Thursday, March 21, 2013

Adventures in Winemaking: Part 1

Last summer Derek and I decided to start a new hobby. We weren't quite sure what we wanted to do until we went to Jungle Jim's, an awesome HUGE mega-grocery store. They had winemaking kits and we were instantly sold. We bought the Vintners Reserve Wine Equipment Kit for about $90. It came with the 7.5 gallon plastic fermenter with lid, 6 gallon glass carboy, stopper, airlock, bottle brush, hydrometer, wine thief, 8 ounces of Easy Clean No-Rinse Cleanser, Gilda single lever corker, 5 feet of siphon tubing, bottle filler, shut-off clamp, and equipment instructions. We also decided to go ahead and buy a double corker, which you'll see in Part 4.

Since last year we've made a Cabernet Sauvignon, a Chilean Malbec, and a Chianti. Each concentrate kit was between 60-70 bucks and each kit has made at least 30 bottles. So as long as it turns out well, we're talking right around 2 bucks a bottle, not including initial equipment cost.

This time we're making a Coastal Red. This one was $60 bucks a kit, and BOGO this past Black Friday. So here we're talking $1.00 a bottle. That's a steal, and it's fun!

Each concentration kit includes directions, concentrate, and the various additives used throughout the fermenting process.

Today we're focusing on the Primary Fermentation stage.

Step 1:
The most important thing that you must do is ensure that all your supplies are cleaned and sanitized. For primary fermentation, we're using the primary fermenter, lid, spoon, thermometer, hydrometer, test jar, and wine thief. We use Oxi-Clean and the Easy One Step sanitizer for this step.

Step 2:
Heat and then add a 1/2 gallon of hot water to the primary fermenter. We buy and use gallons of distilled water, but feel free to use from your tap if you wish. Stir the water vigorourly as you slowly sprinkle in the bentonite onto the surface of the water. Stir for at least 30 seconds to allow the breakup of any clumps in the water.

Step 3:
Take the concentrate kit out of the box, secure it by the neck, and remove the cap from the bag. Pour the concentrate into the water/bentonite solution. Add enough warm water to the bag to get out any remaining juice in the bag and add to the bucket.

Step 4:
Fill the primary fermenter with water up to the 6 gallon mark. Stir vigorously for 30 seconds. In total, we used 3 1/2 gallons of water total for this kit.

<--Derek :)

Step 5:
Take a sample of the juice. To check the specific gravity, use the hydrometer and test jar. The reading should be between 1.080-1.097. For this batch, the starting specific gravity was 1.082. This number is extremely important, because with the next reading we can determine the alcohol content of the wine.

Step 6:
If your kit contains oak chips or elderflowers, this is when you will add them.

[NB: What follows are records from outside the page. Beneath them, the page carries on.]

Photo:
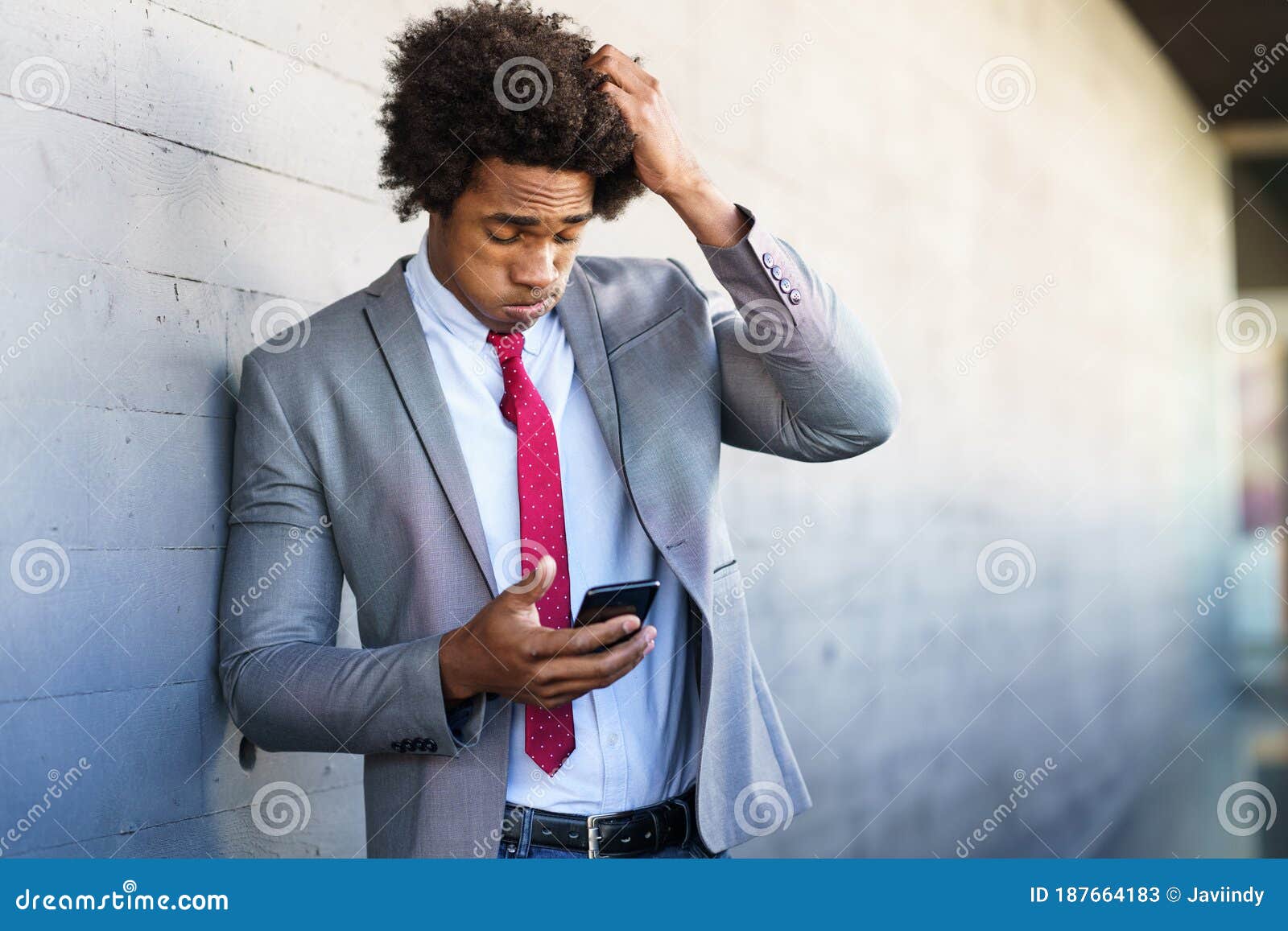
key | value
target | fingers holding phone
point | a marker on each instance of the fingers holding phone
(504, 648)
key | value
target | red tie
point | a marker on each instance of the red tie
(547, 733)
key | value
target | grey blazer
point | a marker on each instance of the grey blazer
(347, 465)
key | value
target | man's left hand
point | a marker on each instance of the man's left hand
(663, 161)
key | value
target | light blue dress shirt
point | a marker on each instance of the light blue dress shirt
(638, 739)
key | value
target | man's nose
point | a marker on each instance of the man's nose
(538, 270)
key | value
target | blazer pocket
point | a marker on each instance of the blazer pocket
(648, 332)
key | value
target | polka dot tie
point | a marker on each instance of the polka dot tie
(547, 731)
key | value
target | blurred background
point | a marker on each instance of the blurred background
(1045, 620)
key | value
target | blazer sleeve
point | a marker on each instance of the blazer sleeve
(287, 684)
(804, 379)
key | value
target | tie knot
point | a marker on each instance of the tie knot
(508, 345)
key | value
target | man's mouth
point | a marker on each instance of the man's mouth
(530, 308)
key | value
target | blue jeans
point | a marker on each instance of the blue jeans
(525, 849)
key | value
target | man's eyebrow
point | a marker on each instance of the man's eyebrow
(521, 220)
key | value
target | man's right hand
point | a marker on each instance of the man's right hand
(506, 649)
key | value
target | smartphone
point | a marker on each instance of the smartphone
(607, 602)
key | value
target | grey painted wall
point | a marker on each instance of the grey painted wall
(200, 160)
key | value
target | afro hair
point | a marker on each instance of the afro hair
(497, 80)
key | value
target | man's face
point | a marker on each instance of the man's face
(508, 246)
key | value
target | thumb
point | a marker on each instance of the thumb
(530, 589)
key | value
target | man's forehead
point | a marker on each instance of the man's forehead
(534, 191)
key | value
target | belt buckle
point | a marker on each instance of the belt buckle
(592, 834)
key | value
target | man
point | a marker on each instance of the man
(497, 424)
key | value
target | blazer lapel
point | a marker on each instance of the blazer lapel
(585, 335)
(393, 319)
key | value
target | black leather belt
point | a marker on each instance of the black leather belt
(622, 834)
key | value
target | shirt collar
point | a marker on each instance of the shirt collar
(438, 307)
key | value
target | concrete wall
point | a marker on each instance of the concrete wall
(1095, 431)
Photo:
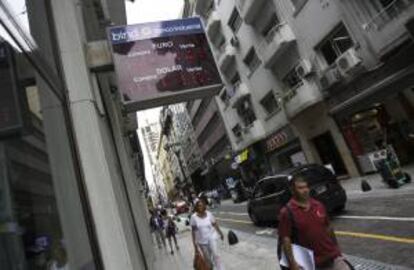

This kit doesn't contain either additive.

Step 7:
Ensure that the temperature of the juice is between 72-75 degrees. If you ferment in a cooler environment, fermentation will take longer.

Step 8:
This is another very important step. Add the yeast now. Sprinkle the contents on the surface of the juice, and DO NOT STIR.

Step 9:
Cover the primary fermenter and place in a cool, dark place. Insert an airlock, and fill the airlock halfway with water.

**Fermentation will start within 48 hours. The water in the airlock will begin to bubble as the yeast begins to activate. We'll check back in 7 days. :D

It really is a fun and interesting process. Each kit takes around 28 days to complete, and then you should wait at least one month to drink. They recommend 3-6 months of aging before truly enjoying the wine.